08.02.2012 · Rang neun in der Tabella - da liegen die Aufstiegsränge schon in einiger Ferne. In einer anderen Kategorie hingegen zählen die Offenbacher Kickers zu den Top drei: bei den Strafen des DFB.
Rang neun in der Drittliga-Tabelle - wenn die Offenbacher Kickers nicht aufpassen, verlieren sie den Anschluss an die Aufstiegsränge. In einer anderen Kategorie hingegen zählen sie zu den Top drei.

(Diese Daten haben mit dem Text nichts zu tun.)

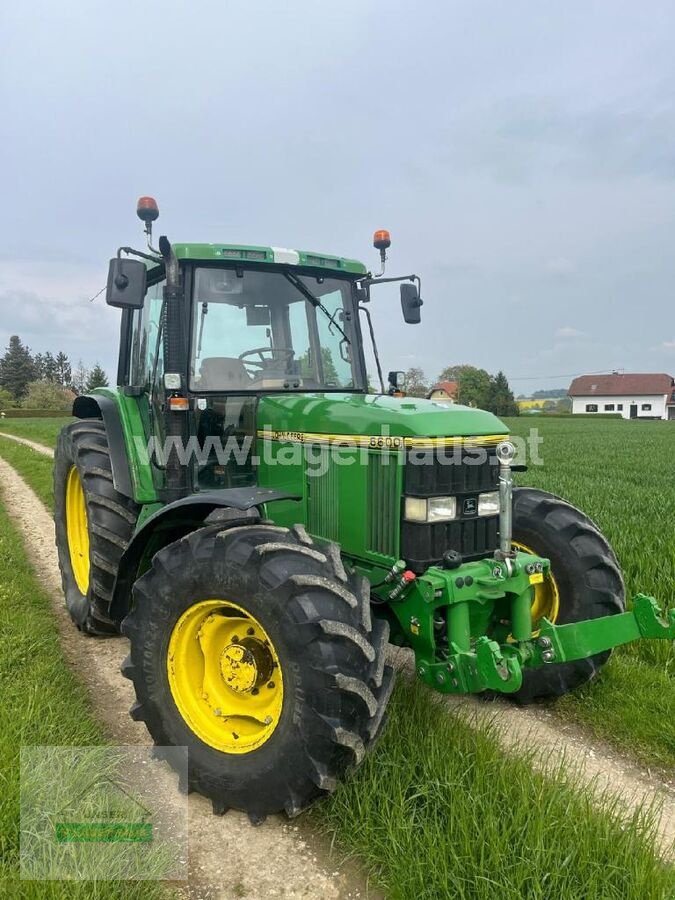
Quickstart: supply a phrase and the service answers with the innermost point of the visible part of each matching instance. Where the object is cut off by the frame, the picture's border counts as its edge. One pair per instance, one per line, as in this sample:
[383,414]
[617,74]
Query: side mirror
[396,382]
[410,304]
[127,279]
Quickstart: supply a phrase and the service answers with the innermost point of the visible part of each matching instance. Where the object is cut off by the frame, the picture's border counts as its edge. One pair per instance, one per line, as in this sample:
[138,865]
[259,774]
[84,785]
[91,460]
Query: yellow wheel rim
[225,676]
[77,530]
[546,601]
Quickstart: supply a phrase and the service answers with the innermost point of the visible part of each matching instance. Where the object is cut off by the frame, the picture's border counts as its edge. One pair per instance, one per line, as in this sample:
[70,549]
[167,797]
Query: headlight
[488,504]
[442,509]
[435,509]
[415,509]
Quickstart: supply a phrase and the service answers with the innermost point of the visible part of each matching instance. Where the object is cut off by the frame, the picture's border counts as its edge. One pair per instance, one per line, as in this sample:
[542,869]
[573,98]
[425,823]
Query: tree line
[43,380]
[476,387]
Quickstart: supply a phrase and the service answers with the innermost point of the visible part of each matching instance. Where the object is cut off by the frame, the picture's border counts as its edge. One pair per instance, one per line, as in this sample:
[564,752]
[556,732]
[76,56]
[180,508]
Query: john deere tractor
[260,526]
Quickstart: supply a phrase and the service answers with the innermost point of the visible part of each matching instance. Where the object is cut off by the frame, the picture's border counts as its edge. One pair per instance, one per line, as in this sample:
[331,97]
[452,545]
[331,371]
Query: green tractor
[260,526]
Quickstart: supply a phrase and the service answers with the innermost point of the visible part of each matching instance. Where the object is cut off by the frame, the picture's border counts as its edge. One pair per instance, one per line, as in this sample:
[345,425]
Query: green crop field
[415,826]
[621,474]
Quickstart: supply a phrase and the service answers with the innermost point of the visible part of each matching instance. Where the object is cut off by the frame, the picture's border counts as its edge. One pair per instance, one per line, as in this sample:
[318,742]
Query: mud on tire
[332,659]
[111,518]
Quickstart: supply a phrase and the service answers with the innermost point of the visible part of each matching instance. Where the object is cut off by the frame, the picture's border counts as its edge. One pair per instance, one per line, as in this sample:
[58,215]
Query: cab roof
[272,255]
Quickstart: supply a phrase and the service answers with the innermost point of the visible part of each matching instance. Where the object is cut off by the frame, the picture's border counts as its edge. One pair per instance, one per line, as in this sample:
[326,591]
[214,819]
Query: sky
[521,153]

Aber das ist eine, die dem OFC schadet und deswegen eine Last für den Verein darstellt. Was die zu zahlenden Strafen an den Deutschen Fußball-Bund (DFB) angehen, liegen die Offenbacher mittlerweile in der Spitzengruppe der Sünder. 1800 Euro mussten sie im Oktober des vergangenen Jahres zahlen, weil Anhänger beim Hessenderby in Darmstadt Pyrotechnik gezündet und Feuerzeuge auf das Spielfeld geworfen hatten. Im November kamen 5000 Euro hinzu. Das Delikt diesmal: Pyrotechnik und bengalische Feuer im Kickers-Fanblock beim Auswärtsspiel gegen Wehen Wiesbaden. In dieser Woche wurden schließlich noch einmal 8000 Euro fällig, die Höchststrafe bisher. Denn beim Heimspiel gegen Chemnitz flogen Feuerzeuge sowie ein Stück Bratwurst und Teile einer Brezel auf den Platz. Erst nach einer zehnminütigen Unterbrechung setzte der Schiedsrichter das Spiel fort.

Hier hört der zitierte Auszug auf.